Dreams die when we know that those who cause and benefit from climate harms have disproportionate influence on decisions and climate negotiations. Dreams die when these parties avoid mentioning the known sources and taking a stance on stopping further search for new fossil fuel reserves and deposits. Dreams become nightmares when expensive, ineffective but convenient actions are promoted rather than embarking on real solutions.

Dreams of safety and health die when drainage channels are clogged with plastics and sundry trash — and suddenly it thunders. Dreams die when the trees you lived off are mowed down by illegal loggers or by officials who promise never-to-be-realized infrastructure.

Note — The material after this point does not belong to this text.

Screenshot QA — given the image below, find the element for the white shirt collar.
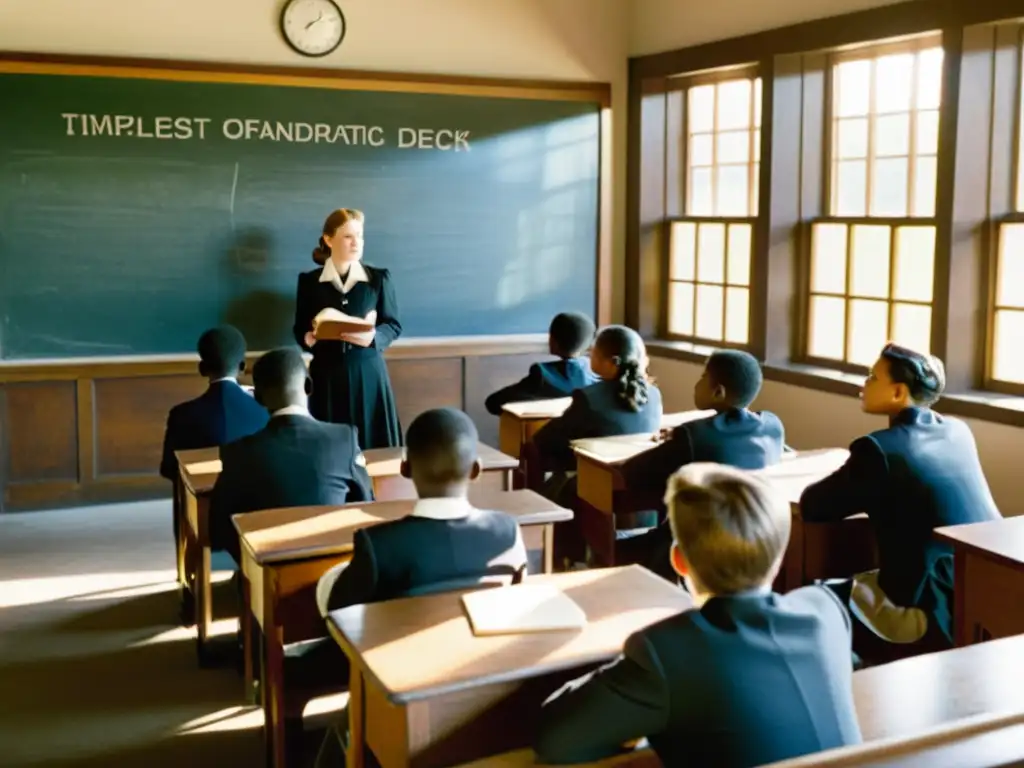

With rising unemployment and underemployment, workers are uncertain of the future of their jobs. Starting wages (or minimum wage) as well as pensions at the end of the job pipe are unpredictable for many, while security votes, possibly used to buy support from military governors during the era of military dictatorship, remain on the budgets.  Corporate dreams die when decisions are forever top down, returns are poor but the wisdom from below is disdained. Same could be the outcome when companies stay stuck in the industrial mode when they should shift into the digital mode.

We can count a thousand ways by which dreams die at individual and corporate levels. The truth is that the death of a dream is not the end of the road. When dreams die, fear does not have to inevitably kick in. When dreams die, we can dream again. We can indeed have better, bigger and higher dreams. It is a choice we can make. Even if you have had the most excellent dream, waking up and taking action is always the best next step. We always have a choice to wake up from a nightmare or to dream again. This is why the end of the year offers individuals and corporations opportunities to review the ebbing year and strategize for the coming ones. This is why nations hold elections at regular cycles and offer citizens the opportunities to see if their governors are leading them on dream paths or into nightmares. This is why we must survey the global terrain and see in which direction the multilateral spaces are tilting and decide if we must stay in those paths, accept palliatives or forge new dreams.

Dreams die when we can identify the dream killers and the purveyors of fear but chose to say nothing and prefer to do nothing.